What is it to feel? What puts you in direct touch with your feelings, your emotions? Serendipity around sweet emotion inspired this post.
For me and for so many people, music is the most direct route to the sweetest emotion. Music is a language that cannot be spoken. Yet it can say everything that needs to be said. Music combined with words can connect directly to your deepest emotions, even if you don’t know why. Music can save your life.
This week I came across a beautiful story about the pure emotional power of music. Run-DMC’s DMC – aka Darryl ‘DMC’ McDaniels – tells of the literally life-saving power of music in his life.
Through the magic of modern technology, I can include the video right here. It would be unfair to “spoiler” this video by saying anything about its contents. But I urge you to devote a few minutes to watching it.
I love that he chose to sport an Aerosmith Sweet Emotion t-shirt for this video, referencing both Run-DMC’s Walk This Way collaboration with Aerosmith, and the sweet emotional power of music that he is describing.
Mr McDaniels shows us that the pure power of music can find you at any age – and when you need it most.
For others the power of music can be nostalgic. It can put you in touch with the highs and lows of your own life.
The best year for music
Gentle reader: What, for you, is the best year that there has ever been for music? The answer to this question is always highly personal, and highly revealing. David Hepworth would argue that it’s 1971, and has written a highly entertaining book setting out his case. But with the greatest of respect to Mr Hepworth, I believe there is no objectively right or wrong answer.
Most people’s answer to the question of the best year for music tends to coincide with the year between ages 15 and 21 in which they were happiest, or on which they look back most fondly.
Been dazed and confused for so long it’s not true
I think it’s safe to guess that filmmaker Richard Linklater would locate both his happiest memories and his best year for music in 1976, when he was 16.

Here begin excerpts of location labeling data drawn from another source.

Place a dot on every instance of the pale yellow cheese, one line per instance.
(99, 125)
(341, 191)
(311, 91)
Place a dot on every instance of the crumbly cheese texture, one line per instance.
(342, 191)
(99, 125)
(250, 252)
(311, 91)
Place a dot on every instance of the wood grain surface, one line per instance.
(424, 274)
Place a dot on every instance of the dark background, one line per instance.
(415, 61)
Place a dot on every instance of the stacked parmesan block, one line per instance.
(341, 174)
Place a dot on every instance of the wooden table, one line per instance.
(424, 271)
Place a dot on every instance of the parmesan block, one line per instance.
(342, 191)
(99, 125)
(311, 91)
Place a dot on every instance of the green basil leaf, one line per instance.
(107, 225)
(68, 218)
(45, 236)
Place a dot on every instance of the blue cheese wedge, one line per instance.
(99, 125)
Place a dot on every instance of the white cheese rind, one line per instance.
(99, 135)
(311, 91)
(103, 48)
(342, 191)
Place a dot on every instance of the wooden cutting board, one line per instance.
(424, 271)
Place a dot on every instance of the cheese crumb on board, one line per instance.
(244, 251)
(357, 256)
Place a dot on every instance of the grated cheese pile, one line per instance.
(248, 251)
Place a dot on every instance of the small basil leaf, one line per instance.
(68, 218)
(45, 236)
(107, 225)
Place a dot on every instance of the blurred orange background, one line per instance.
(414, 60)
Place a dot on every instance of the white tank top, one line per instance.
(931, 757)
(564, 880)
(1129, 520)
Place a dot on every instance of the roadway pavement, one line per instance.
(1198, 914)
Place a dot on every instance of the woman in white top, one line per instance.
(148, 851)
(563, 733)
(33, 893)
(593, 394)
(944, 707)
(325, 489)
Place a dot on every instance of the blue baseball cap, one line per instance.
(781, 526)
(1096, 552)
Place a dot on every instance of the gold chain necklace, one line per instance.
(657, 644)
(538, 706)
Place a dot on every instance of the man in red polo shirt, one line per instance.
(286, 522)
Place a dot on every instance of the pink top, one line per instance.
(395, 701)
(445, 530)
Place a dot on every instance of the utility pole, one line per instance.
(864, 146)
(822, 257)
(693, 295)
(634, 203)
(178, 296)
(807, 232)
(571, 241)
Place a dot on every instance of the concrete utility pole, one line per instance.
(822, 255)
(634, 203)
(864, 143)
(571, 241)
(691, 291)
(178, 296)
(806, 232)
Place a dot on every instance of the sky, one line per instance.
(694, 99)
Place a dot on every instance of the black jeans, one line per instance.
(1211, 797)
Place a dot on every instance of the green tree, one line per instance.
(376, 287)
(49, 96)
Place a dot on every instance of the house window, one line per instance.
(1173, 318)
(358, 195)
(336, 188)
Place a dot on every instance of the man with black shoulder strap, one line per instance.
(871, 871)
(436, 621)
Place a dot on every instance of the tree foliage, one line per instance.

Ever since I first saw it, I have loved Linklater’s 1993 film Dazed and Confused, which looks back to the last day of high school in summer 1976. It is one of my two or three all-time favourite films. Yet I’ve always found it hard to put into words why this film speaks to me so profoundly. It somehow creates the most honest and most perfect – and yet also the most poetic – expression of all that’s good and bad about what it is to be young.
Music enhances and colours the emotions evoked by Dazed and Confused. The music that the teens of 1976 were listening to plays throughout, adding so much to the film’s magic. For example, Aerosmith’s Sweet Emotion plays over the opening credits (which act as a perfect summary of the film to come).
I’m currently reading Movie Freak: My Life Watching Movies by US film critic Owen Gleiberman*. I was delighted to read (on the same day that I came across DMC’s video) that Gleiberman reveres Dazed and Confused as much as I do. He makes a wonderful stab at trying to capture the secret of its casual brilliance:
“Dazed and Confused is a time-machine miracle, and here’s why I still have no idea how Linklater brought it off. It’s one thing to get every detail right. But when filmmakers go into the past, even when it’s their own, they almost never succeed in capturing the vibe, the way an entire era felt. There was an ethereally morose, hanging-in-the-air stasis to the mid-’70s, and the eeriness of Dazed and Confused is how completely Linklater tapped into the feeling of nothing happening in the midst of everything that was happening. […] The opening shot, of an orange Pontiac GTO slowly arcing around a parking lot to Sweet Emotion, caught the dilapidated aimlessness, and Linklater never deviated from that; he made a teen comedy about the lowly, lovely splendor of going nowhere fast.”
“A time-machine miracle”! Perfectly put, Mr Gleiberman. He is onto something here. I would go further and say that Dazed and Confused captures not only the “vibe” of the time in which it is set, but also that of adolescence itself. Or at least the “lowly, lovely splendor of going nowhere fast” feeling that I associate with that age. "The feeling of nothing happening in the midst of everything that was happening.“
At that time of uncertainty, of growth, happiness and sadness, of everything and nothing changing all at once, nothing spoke to me like music did and does. The ability of music to tap into, to reflect and to express my feelings has always been with me. It always will be.
I always want the best year for music to be next year. More than that, I always want music to be able to mean the world to me. I want music to continue to connect me to purest feeling.
* I first became aware of Mr Gleiberman via his excellent appearance on the Bret Easton Ellis podcast, in which he shared some fine words on why modern interconnected franchise films leave him cold. Testify, brother:
"The dirty secret of fanboy culture, of geek culture, is that it’s this kind of encyclopedia culture. I mean, the fans are obsessed with the minutiae of it. And yet, once the movies come out, most of these movies are not very good. They’re corporate products. That’s true of the Harry Potter films. So what you have now, I think, is a generation that’s obsessed with corporate products and the information that’s in them. These are like cinematically dramatised Wikipedia entries.”